What does it say?

Before you begin: Leviticus means things relating to the Levites. All priests were Levites, but not all Levites priests (those descended from Aaron). All Leviticus happens in a month’s time from Exodus 40:17 until Numbers 1:1.

No book has had more impact on Judaism than Leviticus, traditionally the first book taught to children. Leviticus regulates Israel’s worship life of sacrifices, priests and tabernacle. The Law never permanently cleansed sin, but was our teacher to bring us to Christ (Galatians). Without Leviticus, it is impossible to understand the Book of Hebrews. The Ten Commandments teach loving God and neighbor; Leviticus adds the details to that outline.

Now, relax and read these four chapters for the flow, not to master the details. Here are four of the five foundational offerings of Israel. Each offering has a specific focus and each has options of what animals or objects can be offered and how.

What does it mean?

While the Law is uniquely Israel’s, Israel will bless the families of the earth by modeling how people can stand in the presence of a holy God.
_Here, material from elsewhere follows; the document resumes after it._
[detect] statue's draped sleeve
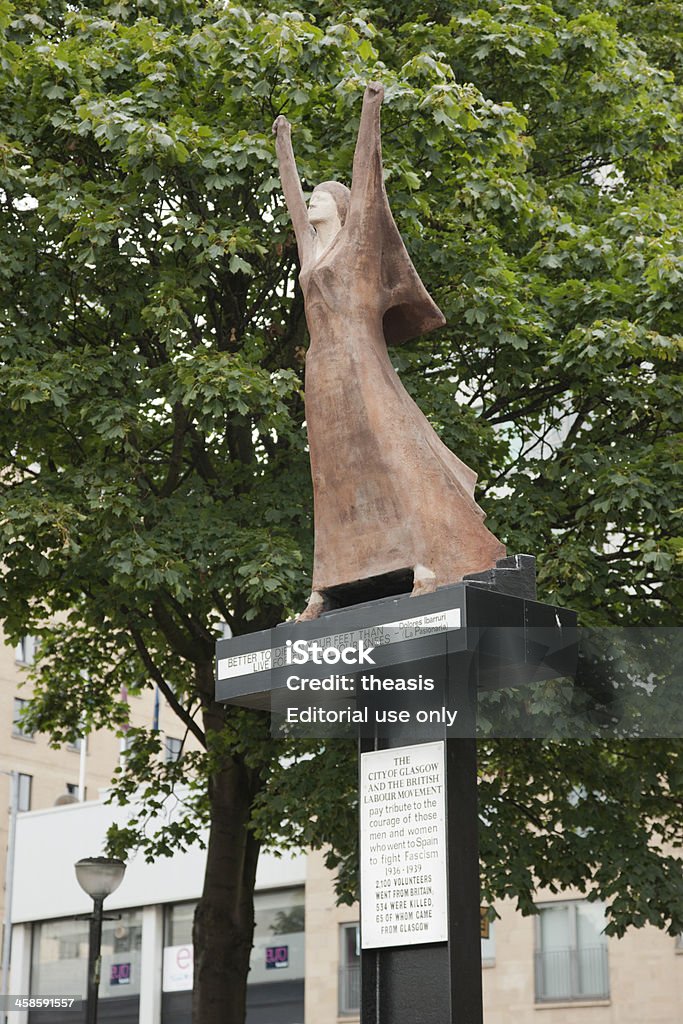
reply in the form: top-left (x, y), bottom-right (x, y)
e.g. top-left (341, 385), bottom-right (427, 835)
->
top-left (347, 85), bottom-right (445, 345)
Jesus Christ fulfills the symbolism of the Levitical Law and makes communion with God accessible to all who believe. God has provided his people a sacrifice, a priest and a place to meet him.

The first three offerings have a pleasing aroma (sweet savor) made in communion with God and celebrate the relationship. The burnt offering is total consecration, fulfilled in Christ’s devotion to his mission. The grain or meal offering (meat offering) is the only bloodless offering and represents our service offered to God in worship, on the basis of God’s grace, not to gain it. This is as Jesus’s food (meat) was to do his Father’s will. The peace offering celebrates reconciliation of sinner and holy God, fulfilled in Christ our peace (Eph 2:14).

The sin and guilt (trespass) offerings have an unpleasant aroma (non-sweet savor) because they deal with sin that breaks fellowship with God and others. The first three offerings are voluntarily; these last two are obligatory to deal with sin. Jesus Christ fulfilled these last two offerings by becoming sin for us (2Cor 5:10-21).

How will I respond?

Am I honestly in fellowship with God? Is my relationship with him healthy? Is there sin that I need to confess to God, or something to make right with others?

Does my walk with God, pictured by the offerings, model his grace for others? How will my good standing with God be a blessing for others today?